Quote:
Originally Posted by mrhagerty
failure to encounter the reality that 40 years of television heritage in this country is going to keep SD around for a very long time. And the answer isn’t, “Learn to live without ‘I Love Lucy.’”
|
The fans of "I Love Lucy" have nothing to fear just as fans of old silent movies - it was just their time and the medium available to record the presentation.
Not to get the A/V geeks in here all spun up on another "techno-tantrum" but quite simply there will be new stuff "Sourced" with high definition, older stuff that may be "upconverted" (original "Charlies Angels" episodes are downright breathtaking) and I suppose a LOT of stuff will simply remain in its time capsule - with no conversion. I personally consider upconverted older stuff NOT high definition, fantastic looking, but not true high definition (this is where the geeks usually get upset with me) and I reply "Was the scene shot with a high definition cameras with associated engineering?". Some day, even high defintion productions will seem old fashioned.
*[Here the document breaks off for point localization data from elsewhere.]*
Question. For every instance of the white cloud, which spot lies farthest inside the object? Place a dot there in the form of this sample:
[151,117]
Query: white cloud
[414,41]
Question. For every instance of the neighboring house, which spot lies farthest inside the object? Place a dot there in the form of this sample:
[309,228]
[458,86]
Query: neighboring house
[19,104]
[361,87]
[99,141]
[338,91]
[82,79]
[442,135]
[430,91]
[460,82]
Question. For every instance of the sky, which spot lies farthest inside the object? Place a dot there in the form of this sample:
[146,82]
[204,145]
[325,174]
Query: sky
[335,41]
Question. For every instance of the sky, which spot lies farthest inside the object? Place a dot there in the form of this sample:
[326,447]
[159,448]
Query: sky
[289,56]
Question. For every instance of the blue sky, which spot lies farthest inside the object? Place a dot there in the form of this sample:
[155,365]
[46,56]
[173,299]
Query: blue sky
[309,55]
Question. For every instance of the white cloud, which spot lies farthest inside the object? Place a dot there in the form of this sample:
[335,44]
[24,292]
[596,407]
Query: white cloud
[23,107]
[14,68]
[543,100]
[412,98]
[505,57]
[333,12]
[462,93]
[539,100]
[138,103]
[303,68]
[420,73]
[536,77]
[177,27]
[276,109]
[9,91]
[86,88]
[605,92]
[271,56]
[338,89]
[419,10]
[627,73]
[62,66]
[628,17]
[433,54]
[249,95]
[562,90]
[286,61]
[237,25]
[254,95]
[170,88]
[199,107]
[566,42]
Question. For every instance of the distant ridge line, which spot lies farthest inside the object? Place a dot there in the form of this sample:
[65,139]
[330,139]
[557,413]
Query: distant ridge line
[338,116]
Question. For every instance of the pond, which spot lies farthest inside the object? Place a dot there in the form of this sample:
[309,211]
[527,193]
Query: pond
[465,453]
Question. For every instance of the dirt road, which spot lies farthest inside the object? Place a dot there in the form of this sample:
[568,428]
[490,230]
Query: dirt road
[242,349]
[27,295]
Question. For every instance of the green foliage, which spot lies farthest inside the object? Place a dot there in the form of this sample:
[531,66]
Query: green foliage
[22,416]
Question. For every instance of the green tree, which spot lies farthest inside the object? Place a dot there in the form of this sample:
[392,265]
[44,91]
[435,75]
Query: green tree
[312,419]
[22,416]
I actually envision "original format" purists starting to appear on the horizon shortly - just like some audiophiles still want the warmth of a vinyl record and hate "digital across the board" high end audio.
New productions will probably be in high definition but I still envision people (artistic reasons) still using other (older) production equipment..... to each his/her own. Some of the local tv stations seem to be inadvertently trapped in the latter, not able to afford the new equipment yet.
High definition is available if you want it, it's just another medium, not a mandate.